At the end of 2024, total public debt stood at GH¢726.7bn, or 61.8 per cent of GDP. By January 2025, it had climbed further in nominal terms to GH¢752.1bn, before rising to GH¢768.1bn in February 2025. The subsequent decline in the debt-to-GDP ratio through much of 2025 therefore marks one of the most important macro shifts in Ghana’s recent economic story. By June 2025, the ratio had fallen to 43.3 per cent, before settling at 45.3 per cent by December 2025.
That improvement matters. It suggests the sovereign debt overhang, while far from resolved, is no longer expanding at the pace that once threatened to overwhelm macroeconomic management. But the underlying structure of the debt stock shows why policymakers cannot yet afford complacency.
The external component of the debt stood at US$29.4bn at the end of December 2025, equivalent to GH¢307.2bn or 21.7 per cent of GDP. Domestic debt, by contrast, stood at GH¢333.8bn, representing 23.6 per cent of GDP. In cedi terms, that means domestic obligations now account for a slightly larger portion of the public debt burden than external liabilities.
That is a notable shift in emphasis. During the height of Ghana’s debt distress, much of the public debate focused on Eurobonds, bilateral creditors and the country’s external financing gap. But the current numbers show that the domestic debt stock remains just as central to the sovereign balance-sheet story. Indeed, by end-2025, domestic debt was larger than external debt in cedi terms, highlighting the extent to which fiscal pressure has become increasingly internalised within the local financial system.
The reason is first, domestic debt has direct implications for liquidity conditions, banking system exposure and the government’s financing flexibility at home. Second, it means that even after the headline drama of restructuring has faded, the state still faces the more technical but equally important task of managing rollover risk, interest costs and the political economy of borrowing from its own market.
The fiscal data show that this pressure has not disappeared. Government recorded an overall cash deficit of 3.1 per cent of GDP in 2025, while net domestic financing reached 2.8 per cent of GDP by year-end. At the same time, the primary cash balance remained in surplus at 0.5 per cent of GDP, suggesting the state is generating some underlying fiscal improvement before interest costs are taken into account.
That distinction is important. Ghana’s fiscal position is no longer one of uncontrolled primary expansion. The state is, at least on the data, trying to hold the line operationally. The problem is that the debt stock remains large enough for financing costs and borrowing needs to continue shaping the broader fiscal picture.

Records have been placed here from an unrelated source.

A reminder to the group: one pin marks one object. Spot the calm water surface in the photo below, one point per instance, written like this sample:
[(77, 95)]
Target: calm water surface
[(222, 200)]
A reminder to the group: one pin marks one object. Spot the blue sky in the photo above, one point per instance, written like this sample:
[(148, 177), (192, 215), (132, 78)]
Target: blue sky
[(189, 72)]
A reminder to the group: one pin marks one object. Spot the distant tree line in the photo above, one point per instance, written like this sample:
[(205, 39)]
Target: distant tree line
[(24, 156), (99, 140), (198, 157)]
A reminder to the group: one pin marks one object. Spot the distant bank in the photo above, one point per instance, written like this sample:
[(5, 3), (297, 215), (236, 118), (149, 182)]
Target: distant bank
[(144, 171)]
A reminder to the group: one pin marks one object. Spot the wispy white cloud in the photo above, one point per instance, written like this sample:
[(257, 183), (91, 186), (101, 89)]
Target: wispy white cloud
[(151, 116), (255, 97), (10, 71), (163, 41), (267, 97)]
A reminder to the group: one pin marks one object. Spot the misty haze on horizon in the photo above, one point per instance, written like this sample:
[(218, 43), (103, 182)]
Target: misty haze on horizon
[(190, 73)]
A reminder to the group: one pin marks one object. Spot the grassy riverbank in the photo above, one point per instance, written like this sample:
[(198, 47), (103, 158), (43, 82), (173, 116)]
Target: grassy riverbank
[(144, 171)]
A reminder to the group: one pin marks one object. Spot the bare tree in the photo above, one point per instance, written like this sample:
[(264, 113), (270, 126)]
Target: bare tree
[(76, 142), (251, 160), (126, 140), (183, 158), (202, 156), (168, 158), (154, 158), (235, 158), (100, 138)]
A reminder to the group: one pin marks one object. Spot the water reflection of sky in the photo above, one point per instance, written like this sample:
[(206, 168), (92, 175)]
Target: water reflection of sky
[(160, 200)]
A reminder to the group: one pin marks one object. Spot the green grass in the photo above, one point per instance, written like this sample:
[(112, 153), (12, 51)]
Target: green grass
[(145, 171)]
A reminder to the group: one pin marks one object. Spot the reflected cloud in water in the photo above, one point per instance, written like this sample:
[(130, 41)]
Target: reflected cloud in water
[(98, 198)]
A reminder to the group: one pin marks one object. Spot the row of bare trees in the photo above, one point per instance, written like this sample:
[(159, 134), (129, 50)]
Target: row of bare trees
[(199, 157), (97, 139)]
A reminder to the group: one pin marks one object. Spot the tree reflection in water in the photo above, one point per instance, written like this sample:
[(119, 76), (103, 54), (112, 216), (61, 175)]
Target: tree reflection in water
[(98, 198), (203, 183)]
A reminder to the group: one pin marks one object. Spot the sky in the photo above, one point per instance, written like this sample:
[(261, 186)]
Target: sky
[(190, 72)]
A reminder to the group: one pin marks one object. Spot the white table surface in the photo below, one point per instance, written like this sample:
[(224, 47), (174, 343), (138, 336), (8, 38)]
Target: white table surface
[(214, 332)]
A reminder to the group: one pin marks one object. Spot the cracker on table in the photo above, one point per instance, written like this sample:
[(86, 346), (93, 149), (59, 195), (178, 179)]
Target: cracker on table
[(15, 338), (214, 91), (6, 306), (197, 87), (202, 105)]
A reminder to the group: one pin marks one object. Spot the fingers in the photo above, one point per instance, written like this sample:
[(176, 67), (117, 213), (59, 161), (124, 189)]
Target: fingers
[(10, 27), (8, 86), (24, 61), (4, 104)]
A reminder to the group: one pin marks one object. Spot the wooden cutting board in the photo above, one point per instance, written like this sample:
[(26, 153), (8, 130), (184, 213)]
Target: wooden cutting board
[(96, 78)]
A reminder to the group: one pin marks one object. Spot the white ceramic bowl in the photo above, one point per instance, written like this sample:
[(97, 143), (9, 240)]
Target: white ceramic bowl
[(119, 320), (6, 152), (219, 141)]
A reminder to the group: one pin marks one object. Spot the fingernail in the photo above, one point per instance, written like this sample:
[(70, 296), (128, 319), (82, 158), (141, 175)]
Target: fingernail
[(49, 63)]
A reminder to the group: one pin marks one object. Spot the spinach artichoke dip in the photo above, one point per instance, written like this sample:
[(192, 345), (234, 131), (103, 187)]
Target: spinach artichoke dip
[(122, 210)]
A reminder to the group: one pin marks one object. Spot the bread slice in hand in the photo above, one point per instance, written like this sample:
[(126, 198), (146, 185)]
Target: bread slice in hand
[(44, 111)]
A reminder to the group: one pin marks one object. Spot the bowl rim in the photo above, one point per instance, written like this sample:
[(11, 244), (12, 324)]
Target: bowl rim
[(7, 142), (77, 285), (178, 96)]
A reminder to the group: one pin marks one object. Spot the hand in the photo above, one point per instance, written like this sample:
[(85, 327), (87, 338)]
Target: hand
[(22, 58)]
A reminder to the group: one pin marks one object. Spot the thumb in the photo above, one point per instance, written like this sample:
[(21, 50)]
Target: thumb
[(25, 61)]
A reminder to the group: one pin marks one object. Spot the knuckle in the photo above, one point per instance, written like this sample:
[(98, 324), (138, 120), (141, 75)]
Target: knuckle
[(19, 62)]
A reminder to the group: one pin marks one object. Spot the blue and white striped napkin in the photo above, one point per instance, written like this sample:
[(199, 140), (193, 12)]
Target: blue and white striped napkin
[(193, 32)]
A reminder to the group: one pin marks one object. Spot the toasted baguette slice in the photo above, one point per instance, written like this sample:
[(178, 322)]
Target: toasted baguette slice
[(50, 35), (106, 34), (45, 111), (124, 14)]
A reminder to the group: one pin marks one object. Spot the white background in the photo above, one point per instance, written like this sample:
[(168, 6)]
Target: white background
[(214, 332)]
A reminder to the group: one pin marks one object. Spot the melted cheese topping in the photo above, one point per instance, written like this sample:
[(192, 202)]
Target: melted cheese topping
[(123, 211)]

Markets, for now, appear willing to give the government some room. The BoG data show a dramatic compression in domestic rates over the past year. The 91-day Treasury bill rate fell to 8.96 per cent in February 2026, down from 26.93 per cent a year earlier. The 182-day bill declined to 10.75 per cent from 27.69 per cent, while the 364-day bill dropped to 11.53 per cent from 28.90 per cent. On the secondary market, yields on post-DDEP bonds have also fallen sharply, with the 4-year bond at 9.10 per cent and the 10-year bond at 12.62 per cent in February 2026.
For the sovereign, this is not a trivial development. Lower domestic yields reduce the immediate cost of refinancing and ease some of the pressure on fiscal arithmetic. But they do not eliminate the stock problem. A government with GH¢333.8bn in domestic debt and GH¢641bn in total public debt still operates under a very different set of constraints from one with a cleaner balance sheet.

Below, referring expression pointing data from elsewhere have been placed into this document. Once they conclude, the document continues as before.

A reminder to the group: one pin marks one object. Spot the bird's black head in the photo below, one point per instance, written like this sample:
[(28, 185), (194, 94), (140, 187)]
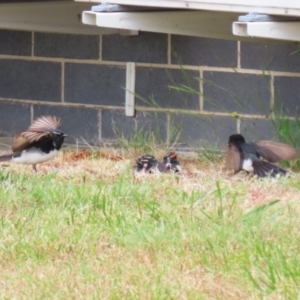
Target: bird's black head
[(58, 138), (171, 162), (236, 139)]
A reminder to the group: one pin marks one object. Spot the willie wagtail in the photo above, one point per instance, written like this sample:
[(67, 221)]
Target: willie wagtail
[(39, 143), (149, 164), (246, 156)]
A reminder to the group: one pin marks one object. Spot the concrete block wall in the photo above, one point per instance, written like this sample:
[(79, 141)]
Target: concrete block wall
[(82, 78)]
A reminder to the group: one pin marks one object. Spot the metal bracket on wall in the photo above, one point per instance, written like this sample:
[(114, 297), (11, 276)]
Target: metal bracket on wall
[(266, 26), (130, 90)]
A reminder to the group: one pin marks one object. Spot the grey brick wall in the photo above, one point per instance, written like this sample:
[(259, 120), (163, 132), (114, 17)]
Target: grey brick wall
[(82, 79)]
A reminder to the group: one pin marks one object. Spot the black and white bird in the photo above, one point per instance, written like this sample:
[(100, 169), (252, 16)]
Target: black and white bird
[(247, 156), (39, 143), (149, 164)]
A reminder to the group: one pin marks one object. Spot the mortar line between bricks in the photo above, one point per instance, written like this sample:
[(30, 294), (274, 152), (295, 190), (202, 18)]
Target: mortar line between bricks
[(62, 82), (152, 65), (32, 43)]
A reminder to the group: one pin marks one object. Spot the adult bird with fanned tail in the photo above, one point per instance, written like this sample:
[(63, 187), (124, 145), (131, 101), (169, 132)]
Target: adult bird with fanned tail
[(247, 156), (149, 164), (39, 143)]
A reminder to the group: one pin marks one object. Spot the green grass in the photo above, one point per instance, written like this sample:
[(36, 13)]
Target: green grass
[(93, 230)]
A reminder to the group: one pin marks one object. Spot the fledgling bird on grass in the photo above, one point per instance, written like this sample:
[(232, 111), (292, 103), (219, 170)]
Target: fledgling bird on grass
[(149, 164), (247, 156), (39, 143)]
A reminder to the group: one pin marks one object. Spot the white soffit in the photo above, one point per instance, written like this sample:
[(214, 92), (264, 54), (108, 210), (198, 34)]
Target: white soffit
[(271, 7), (192, 23), (52, 16)]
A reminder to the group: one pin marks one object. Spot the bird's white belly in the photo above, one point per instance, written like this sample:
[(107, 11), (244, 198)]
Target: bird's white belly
[(34, 156), (247, 165)]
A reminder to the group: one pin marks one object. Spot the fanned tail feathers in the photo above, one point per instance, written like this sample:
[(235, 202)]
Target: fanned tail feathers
[(6, 157), (264, 169)]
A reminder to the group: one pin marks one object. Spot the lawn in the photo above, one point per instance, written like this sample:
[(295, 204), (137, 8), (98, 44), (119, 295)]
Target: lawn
[(86, 227)]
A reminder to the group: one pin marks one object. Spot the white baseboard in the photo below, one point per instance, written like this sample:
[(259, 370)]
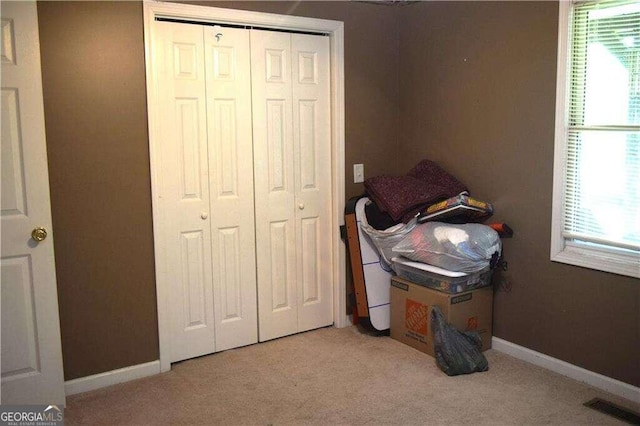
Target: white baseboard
[(596, 380), (97, 381)]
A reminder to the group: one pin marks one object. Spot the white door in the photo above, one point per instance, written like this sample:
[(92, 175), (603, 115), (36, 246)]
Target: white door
[(206, 187), (31, 352), (292, 168), (312, 177)]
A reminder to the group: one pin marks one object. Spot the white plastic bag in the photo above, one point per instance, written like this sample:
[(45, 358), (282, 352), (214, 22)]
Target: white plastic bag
[(385, 240), (461, 248)]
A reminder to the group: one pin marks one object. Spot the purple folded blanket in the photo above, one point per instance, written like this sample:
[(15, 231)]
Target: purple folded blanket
[(404, 196)]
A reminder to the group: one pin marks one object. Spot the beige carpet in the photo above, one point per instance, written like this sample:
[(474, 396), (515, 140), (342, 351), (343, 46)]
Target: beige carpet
[(340, 376)]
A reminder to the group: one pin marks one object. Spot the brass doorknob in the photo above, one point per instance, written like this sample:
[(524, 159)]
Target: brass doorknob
[(39, 234)]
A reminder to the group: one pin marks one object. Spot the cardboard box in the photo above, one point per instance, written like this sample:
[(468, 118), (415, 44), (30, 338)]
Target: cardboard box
[(411, 306)]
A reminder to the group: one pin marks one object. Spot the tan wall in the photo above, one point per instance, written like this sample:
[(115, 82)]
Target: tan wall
[(96, 123), (478, 95), (488, 119)]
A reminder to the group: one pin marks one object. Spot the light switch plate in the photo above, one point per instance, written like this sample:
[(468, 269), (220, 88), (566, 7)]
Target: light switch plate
[(358, 173)]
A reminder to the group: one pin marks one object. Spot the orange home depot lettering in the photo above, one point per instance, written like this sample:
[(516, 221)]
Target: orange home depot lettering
[(416, 316), (472, 323)]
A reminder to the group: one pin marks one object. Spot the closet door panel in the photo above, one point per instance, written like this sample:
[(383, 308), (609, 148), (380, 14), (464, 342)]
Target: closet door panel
[(228, 80), (312, 171), (274, 183), (184, 189)]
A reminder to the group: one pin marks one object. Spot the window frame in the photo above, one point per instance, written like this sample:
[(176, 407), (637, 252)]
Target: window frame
[(602, 257)]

The broader macro backdrop is helping. Inflation slowed to 3.3 per cent in February 2026, reserves climbed to US$14.47bn, equal to 5.8 months of import cover, and the trade balance remained in surplus at US$3.69bn by February 2026, supported heavily by gold exports. Those conditions improve the sovereign’s room for manoeuvre and help explain why debt dynamics now look more stable than they did a year ago.
Yet stability is not the same as resolution. What the numbers show is that Ghana’s debt burden has become more manageable, not small. The debt ratio has come down sharply from the end-2024 peak, but the nominal stock remains high, domestic financing remains active, and the state is still relying on careful fiscal control and more favourable market conditions to keep the story moving in the right direction.
The next chapter, then, is unlikely to be about whether Ghana can survive debt distress. That chapter has largely been written. The more relevant question now is whether the government can convert temporary balance-sheet relief into durable sovereign credibility by borrowing less expensively, financing more prudently and preventing the domestic debt stock from becoming the next centre of fiscal risk.